Neben einem Mund-Nasen-Schutz müssen die Gäste je nach Hütte auch einen eigenen Schlafsack sowie ein eigenes Kissen und ein eigenes Laken mitnehmen. Details dazu seien mit den Wirtsleuten abzustimmen.

Vor allem größeren Hütten, die auch Zimmer haben, werden wahrscheinlich öffnen. Problematisch könnte es aber in Hütten werden, die nur Matratzenlager haben - mit teils bis zu 30 Plätzen. Denn in einem Raum dürfen maximal Mitglieder zweier Hausstände übernachten. "Die Hüttenwirte werden sich gut überlegen, ob es sich bei der jeweiligen Struktur ihrer Hütte lohnt, auch für Übernachtungsgäste zu öffnen", sagte DAV-Sprecher Thomas Bucher. Den Sektionen werde in der Krise geholfen, indem der Dachverband Kredite stunde.

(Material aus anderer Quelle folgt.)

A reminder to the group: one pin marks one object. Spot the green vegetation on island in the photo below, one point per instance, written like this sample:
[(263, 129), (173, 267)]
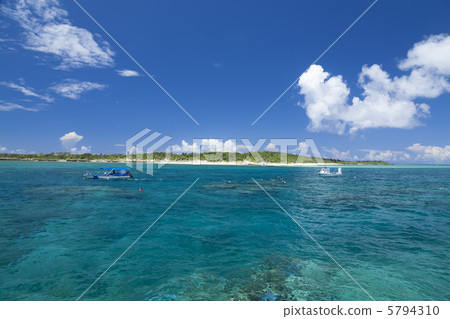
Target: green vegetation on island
[(211, 157)]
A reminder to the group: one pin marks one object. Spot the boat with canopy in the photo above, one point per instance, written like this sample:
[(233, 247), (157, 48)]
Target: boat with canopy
[(110, 173)]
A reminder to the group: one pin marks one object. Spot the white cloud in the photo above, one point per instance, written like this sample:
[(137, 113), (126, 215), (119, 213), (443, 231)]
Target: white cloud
[(340, 155), (127, 73), (6, 106), (47, 29), (270, 147), (385, 102), (82, 150), (69, 140), (433, 153), (73, 89), (385, 155), (432, 54), (26, 91), (4, 149)]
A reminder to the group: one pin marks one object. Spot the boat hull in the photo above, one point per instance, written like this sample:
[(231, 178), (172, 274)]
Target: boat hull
[(107, 177)]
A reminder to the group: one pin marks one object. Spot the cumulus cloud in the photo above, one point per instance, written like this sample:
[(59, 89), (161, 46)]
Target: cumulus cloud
[(127, 73), (73, 89), (270, 147), (26, 91), (4, 149), (386, 101), (433, 153), (385, 155), (81, 150), (47, 29), (6, 106), (340, 155), (69, 140)]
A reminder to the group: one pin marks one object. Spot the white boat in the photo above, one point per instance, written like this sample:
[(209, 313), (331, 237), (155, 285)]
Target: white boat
[(328, 173), (110, 173)]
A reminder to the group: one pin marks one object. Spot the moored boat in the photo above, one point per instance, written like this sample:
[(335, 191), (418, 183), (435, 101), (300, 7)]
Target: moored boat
[(328, 173), (110, 173)]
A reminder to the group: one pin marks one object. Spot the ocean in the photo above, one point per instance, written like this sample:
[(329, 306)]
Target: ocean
[(225, 239)]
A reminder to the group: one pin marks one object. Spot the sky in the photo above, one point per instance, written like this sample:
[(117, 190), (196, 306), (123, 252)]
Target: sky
[(381, 92)]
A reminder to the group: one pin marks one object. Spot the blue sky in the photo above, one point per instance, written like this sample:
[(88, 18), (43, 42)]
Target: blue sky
[(225, 62)]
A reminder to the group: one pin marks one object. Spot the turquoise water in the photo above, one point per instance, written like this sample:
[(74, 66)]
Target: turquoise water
[(389, 227)]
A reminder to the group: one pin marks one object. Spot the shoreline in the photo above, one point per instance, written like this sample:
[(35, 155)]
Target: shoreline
[(197, 163)]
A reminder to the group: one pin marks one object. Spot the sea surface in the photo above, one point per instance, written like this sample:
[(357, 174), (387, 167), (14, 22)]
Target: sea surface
[(225, 239)]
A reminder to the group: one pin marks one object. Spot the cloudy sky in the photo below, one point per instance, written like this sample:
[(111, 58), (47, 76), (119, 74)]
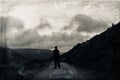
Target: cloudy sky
[(46, 23)]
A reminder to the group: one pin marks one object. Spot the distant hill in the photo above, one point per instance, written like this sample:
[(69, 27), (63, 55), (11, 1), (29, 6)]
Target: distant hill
[(19, 56), (100, 54)]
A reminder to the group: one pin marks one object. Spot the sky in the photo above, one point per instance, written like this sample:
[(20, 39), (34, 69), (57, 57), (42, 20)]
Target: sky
[(43, 24)]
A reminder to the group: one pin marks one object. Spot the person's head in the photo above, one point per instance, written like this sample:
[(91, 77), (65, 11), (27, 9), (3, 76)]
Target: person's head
[(55, 47)]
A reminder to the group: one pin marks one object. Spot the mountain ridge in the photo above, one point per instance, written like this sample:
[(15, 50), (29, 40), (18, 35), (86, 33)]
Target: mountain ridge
[(101, 53)]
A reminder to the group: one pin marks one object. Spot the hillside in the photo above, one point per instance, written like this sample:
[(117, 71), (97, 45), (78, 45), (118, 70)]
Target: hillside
[(100, 54)]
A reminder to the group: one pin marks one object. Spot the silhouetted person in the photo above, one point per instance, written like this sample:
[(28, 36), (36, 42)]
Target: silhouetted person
[(56, 58)]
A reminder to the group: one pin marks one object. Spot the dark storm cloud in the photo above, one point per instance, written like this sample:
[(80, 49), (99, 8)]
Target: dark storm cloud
[(84, 23)]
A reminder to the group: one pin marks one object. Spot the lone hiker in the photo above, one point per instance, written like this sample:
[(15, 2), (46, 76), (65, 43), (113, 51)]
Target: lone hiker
[(56, 58)]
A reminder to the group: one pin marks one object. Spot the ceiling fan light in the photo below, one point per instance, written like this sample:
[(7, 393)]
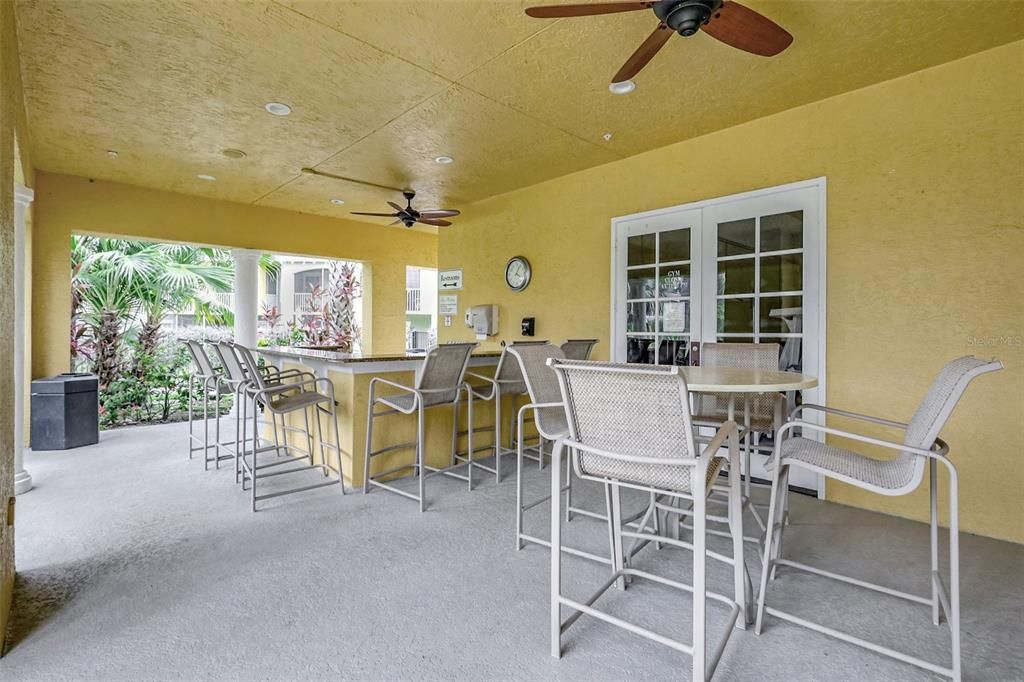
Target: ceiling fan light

In Österreich sind in einigen Hütten ab Freitag Übernachtungen möglich. Die Bedingungen sind ähnlich wie in Deutschland, in einigen Punkten gibt es etwas mehr Freiraum. Mit der Bergtour im Nachbarland wird es aber an Pfingsten noch nichts: Deutsche können erst ab 15. Juni aus touristischen Gründen wieder nach Österreich.

Die bisherige Öffnung der Gastronomie in den Hütten habe gut funktioniert, sagte Bucher. Schon zuvor hätten einige Wirte Kaiserschmarrn to go oder Brotzeitkörbe angeboten.

Auf schmalen Bergwegen und Steigen müssen Wanderer auch Mund- und Nasenschutz tragen, wenn die 1,50 Meter Abstand zum nächsten Wanderer sonst nicht einzuhalten sind.

Derzeit sind alle 321 bewirtschafteten und öffentlich zugänglichen DAV-Hütten in Deutschland und Österreich geschlossen. Rund 180 der Hütten liegen in Österreich.